La brièveté du récit semble indiquer que les frères de Jérusalem ne furent pas peu troublés par la pré­sence de St. Paul au milieu d’eux. Non seulement ils eurent peur pour sa sûreté personnelle, mais encore ils craignirent que son arrivée ne donnât le signal d’une levée générale contre eux tous. Son activité et sa persistance l’avaient fait connaître aux Juifs dans les parties les plus influentes du monde où il avait travaillé. Jacques et les anciens pensaient aux Juifs religieusement zélés d’Ephèse, d’Athènes, de Thessalonique, de Bérée, et d’autres endroits qui se trouvaient souvent en contact avec les Juifs de Jé­rusalem, par le fait qu’ils venaient assez régulièrement assister aux fêtes religieuses, et, on pouvait le pré­voir, ne manqueraient pas de venir aussi prendre part à la fête de la Pentecôte. Ils savaient que le bruit de l’activité de St. Paul avaient transpiré jusqu’à Jérusalem et que même des croyants chrétiens avaient été troublés en entendant rapporter que St. Paul en­seignait que la loi était une chose du passé et qu’on n’avait plus besoin de s’en occuper. Ils insistèrent auprès de St. Paul le priant de donner un démenti à ces conceptions plutôt fausses de sa doctrine, en allant s’associer dans le temple aux 4 frères qui avaient fait voeu de naziréat temporaire. Ils ne dirent pas à Paul de faire aussi ce voeu, mais d’en reconnaître le bien fondé, de faire pour eux les frais, lesquels ne consistaient pas seulement à se raser la tête et à brûler ses cheveux, mais encore à faire les frais du sacrifice de 4 bêtes pour chacun d’eux. — Nomb. ch. 6.
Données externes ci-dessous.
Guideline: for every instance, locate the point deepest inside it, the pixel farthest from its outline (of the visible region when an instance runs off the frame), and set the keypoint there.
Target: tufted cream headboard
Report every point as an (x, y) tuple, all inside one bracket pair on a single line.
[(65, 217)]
St. Jacques et les anciens de l’église comprirent évidemment assez bien la situation de Paul, qui en­seignait aux convertis d’entre les nations que point n’était besoin pour eux de devenir juifs, d’observer les rites mosaïques, d’obéir à leurs rites, mais qu’au lieu de s’attendre aux faveurs de Dieu par l’obser­vation de ce qui fut type et ombre, ils devaient re­garder à Christ et à son accomplissement des exigences de la loi. Il enseignait que la loi ne pouvait ramener l’âme en communion avec Dieu; que, s’il y avait en­core certaines bénédictions divines en réserve pour les Juifs (Rom. 11: 37), Dieu pendant cet âge de l’Evangile se choisissait une semence spirituelle d’A­braham d’entre les Juifs et les Grecs; et que si quelqu’un (Juif ou Grec) essayait d’accomplir la loi en vue de mériter la vie éternelle, il ne l’atteindrait  jamais: Car nulle chair ne sera justifiée devant Dieu par les oeuvres de la loi (Rom. 3 : 20). Mais ce que S t. Jacques et les autres conseillèrent à Paul de faire pour les quatre hommes qui avaient fait le voeu, de faire les frais de leurs offrandes selon les exigences de la loi, n’était en rien contraire et ne pouvait pas davantage ajouter aux mérites du sacrifice de Christ. Néanmoins nous pensons qu’une attitude plus coura­geuse eut été de mise; puisqu’on voit que les mesures prises pour prévenir l’opposition publique la firent plutôt hâter et éclater spontanément. Rappelons-nous cependant que le Seigneur aurait pu faire prendre aux choses une autre tournure, s’il avait voulu. Le Seigneur savait d’avance et avait prédit que des tri­bulations assailleraient l’apôtre Paul. Ceux qui sont en communion intime avec Dieu ont l’assurance qu’il dirige tous leurs pas et que « toutes choses concourent au bien de ceux qui aiment Dieu, de ceux qui sont appelés selon son dessein” (Rom. 8: 28). Quel ré­confort, quelle consolation pour l’enfant de Dieu! Il peut être tranquille, se reposer et avoir la paix même au milieu de la plus grande détresse.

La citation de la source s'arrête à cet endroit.